When I traded New York City for Tempe, Arizona, in August 2001, I thought I was moving to a quiet desert town for graduate school. But Arizona State University, sitting in this suburb of Phoenix, was exploding in a maze of shimmering, freshly paved highways, heavily watered lawns struggling to stay green under the hot sun, and new buildings annexing desert land at a pace and on a scale I couldn't have imagined.
So five years after I graduated with a master's in fine arts and returned to Brooklyn, I was surprised to learn that my alma mater -- a university whose enrollment is expected to double over the next 15 years, in one of the fastest growing metropolitan regions in the United States -- was suddenly home to the country's first school of sustainability studies and was the only university to offer a Ph.D. in the subject. The ASU School of Sustainability opened its doors to students in January 2007, aiming to cultivate a new generation of scholars, researchers, and professionals versed in "the interconnectedness of environmental, economic, and social systems" and trained to "reconcile the planet's environmental needs with development needs over the long term, and avoid irreversible commitments that constrain future generations," in the words of the school's Web site.
During my two years in Tempe, both the school and the city seemed largely apolitical, absent of activism, and far more concerned with sports than sustainability. What possible role, I wondered, could such a place play in giving birth to Generation Green? I went back to find out.
At lunchtime on a bright March day, 16 graduate students and one faculty member gathered around a table in a newly renovated green building (which is awaiting official certification by the U.S. Green Building Council). Bill McKibben had been at the Phoenix public library the day before to speak on a panel devoted to the development of a green economy in Arizona, and the students were wondering what an old-school, hard-core environmentalist like McKibben would think about the subject in which they were earning degrees.
"He doesn't really care so much for the term ‘sustainability,' " said Benjamin Funke, the school's literal poster child, whose shaggy hair and sweet face appear on its pamphlets and other promotional materials. McKibben supports a shift from global to local economies to enrich communities and preserve the environment. Funke surmised that someone who questions big business and traditional capitalism would find "sustainable just kind of boring."
McKibben is very committed to the environment, Chuck Redman, the director of the program, responded. But, he added, "he's not as committed to economic success." The students nodded emphatically.
This first generation of students to concentrate on sustainability as its own discipline earn bachelor's degrees, master's degrees, and doctorates and focus on what is commonly referred to around here as the triple bottom line, in which economic, social, and environmental concerns are weighed equally. Or as one student put it: "development today that actually makes it better for tomorrow."
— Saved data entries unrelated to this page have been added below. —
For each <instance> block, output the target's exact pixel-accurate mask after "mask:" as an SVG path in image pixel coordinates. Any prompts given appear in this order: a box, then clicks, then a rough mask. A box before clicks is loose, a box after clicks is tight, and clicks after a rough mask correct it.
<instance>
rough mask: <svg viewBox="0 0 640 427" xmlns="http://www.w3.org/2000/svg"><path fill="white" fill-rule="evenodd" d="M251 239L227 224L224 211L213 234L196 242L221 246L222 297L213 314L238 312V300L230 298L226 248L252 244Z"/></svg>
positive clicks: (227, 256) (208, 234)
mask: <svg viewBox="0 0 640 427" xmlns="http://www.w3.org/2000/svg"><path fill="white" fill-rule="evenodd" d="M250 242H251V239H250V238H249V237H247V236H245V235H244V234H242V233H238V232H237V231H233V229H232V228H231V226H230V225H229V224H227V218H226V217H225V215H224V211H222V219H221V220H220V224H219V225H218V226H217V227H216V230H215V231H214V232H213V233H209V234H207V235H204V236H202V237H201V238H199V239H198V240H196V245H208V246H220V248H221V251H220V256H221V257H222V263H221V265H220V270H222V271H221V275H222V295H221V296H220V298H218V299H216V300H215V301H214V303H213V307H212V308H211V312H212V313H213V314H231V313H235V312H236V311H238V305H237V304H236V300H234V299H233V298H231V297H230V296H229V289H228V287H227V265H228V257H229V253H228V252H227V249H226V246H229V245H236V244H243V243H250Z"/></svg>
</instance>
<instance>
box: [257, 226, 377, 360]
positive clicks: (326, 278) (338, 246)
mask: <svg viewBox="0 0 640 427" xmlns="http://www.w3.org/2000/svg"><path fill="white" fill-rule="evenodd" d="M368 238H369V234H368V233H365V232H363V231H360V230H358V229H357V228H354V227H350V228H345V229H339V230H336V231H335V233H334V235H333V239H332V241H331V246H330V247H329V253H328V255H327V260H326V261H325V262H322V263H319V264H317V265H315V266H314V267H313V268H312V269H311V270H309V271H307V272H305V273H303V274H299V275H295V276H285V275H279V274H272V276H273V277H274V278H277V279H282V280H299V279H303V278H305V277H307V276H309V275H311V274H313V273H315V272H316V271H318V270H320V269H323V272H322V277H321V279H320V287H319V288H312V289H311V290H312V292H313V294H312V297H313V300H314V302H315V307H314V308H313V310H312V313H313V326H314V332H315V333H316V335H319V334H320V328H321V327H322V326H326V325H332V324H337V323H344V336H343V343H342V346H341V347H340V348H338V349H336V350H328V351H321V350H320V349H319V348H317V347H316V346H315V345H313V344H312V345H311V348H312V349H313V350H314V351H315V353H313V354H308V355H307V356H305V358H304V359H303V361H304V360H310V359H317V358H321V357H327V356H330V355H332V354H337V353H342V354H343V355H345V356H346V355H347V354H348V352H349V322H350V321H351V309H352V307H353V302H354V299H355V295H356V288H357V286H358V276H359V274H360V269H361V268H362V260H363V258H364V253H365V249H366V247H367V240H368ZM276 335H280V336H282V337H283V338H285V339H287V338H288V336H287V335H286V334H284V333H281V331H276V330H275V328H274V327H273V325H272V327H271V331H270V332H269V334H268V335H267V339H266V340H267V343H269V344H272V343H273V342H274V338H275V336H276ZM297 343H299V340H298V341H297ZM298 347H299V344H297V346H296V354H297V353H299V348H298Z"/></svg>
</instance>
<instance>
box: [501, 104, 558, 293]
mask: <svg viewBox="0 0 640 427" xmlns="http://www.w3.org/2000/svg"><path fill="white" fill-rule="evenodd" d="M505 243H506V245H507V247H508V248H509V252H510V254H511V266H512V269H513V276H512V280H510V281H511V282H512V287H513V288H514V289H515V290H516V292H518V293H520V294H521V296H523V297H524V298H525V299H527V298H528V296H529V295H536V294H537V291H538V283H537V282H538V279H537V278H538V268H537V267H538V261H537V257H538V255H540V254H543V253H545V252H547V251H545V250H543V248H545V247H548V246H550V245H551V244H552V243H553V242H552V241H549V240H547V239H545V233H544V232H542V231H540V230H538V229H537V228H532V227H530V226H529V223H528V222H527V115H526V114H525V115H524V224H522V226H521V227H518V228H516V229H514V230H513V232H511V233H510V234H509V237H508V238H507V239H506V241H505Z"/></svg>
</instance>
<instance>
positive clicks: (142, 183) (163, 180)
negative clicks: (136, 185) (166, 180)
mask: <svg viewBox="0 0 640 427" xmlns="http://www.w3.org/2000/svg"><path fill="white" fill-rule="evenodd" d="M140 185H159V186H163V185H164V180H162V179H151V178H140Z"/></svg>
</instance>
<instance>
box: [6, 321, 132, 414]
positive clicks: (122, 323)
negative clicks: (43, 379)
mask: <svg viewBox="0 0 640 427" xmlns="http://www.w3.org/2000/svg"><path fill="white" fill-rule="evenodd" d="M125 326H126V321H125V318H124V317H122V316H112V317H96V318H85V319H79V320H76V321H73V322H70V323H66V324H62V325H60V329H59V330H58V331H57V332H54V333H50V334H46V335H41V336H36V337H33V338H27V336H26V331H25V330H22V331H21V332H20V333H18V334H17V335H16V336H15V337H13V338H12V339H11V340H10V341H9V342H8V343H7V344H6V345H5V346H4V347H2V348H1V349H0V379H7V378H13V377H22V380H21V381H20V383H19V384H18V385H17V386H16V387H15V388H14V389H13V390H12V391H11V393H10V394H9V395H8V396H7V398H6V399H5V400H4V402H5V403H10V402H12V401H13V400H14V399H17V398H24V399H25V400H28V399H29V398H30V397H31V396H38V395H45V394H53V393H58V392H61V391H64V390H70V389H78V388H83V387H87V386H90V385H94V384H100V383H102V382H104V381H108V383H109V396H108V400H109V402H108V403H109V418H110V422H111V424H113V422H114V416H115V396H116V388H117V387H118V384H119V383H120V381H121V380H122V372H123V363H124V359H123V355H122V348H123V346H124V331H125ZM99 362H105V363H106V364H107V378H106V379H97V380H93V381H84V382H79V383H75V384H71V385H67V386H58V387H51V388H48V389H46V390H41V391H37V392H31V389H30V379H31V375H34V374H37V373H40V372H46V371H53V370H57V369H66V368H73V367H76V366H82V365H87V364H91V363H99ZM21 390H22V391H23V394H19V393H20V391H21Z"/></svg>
The program's systematic approach to inculcating the ideology of sustainability is one that hasn't really been seen before. The Global Institute of Sustainability, which consists of the sustainability school and a research center, has assembled a board of trustees who could just as easily be on the board of the university's own well-connected and heavily endowed business school. The institute's board includes Curtis Frasier, an executive vice president at Royal Dutch Shell; Rob Walton, chairman of the board of Wal-Mart; Gary Dirks, president of BP China; and Julie Wrigley, the chewing gum heiress. The green architect William McDonough and David Butterfield, president of the Trust for Sustainable Development (a green development corporation that is currently building an 8,000-acre resort community in Baja, Mexico), sit on the board too. Notably missing: members of environmental advocacy groups.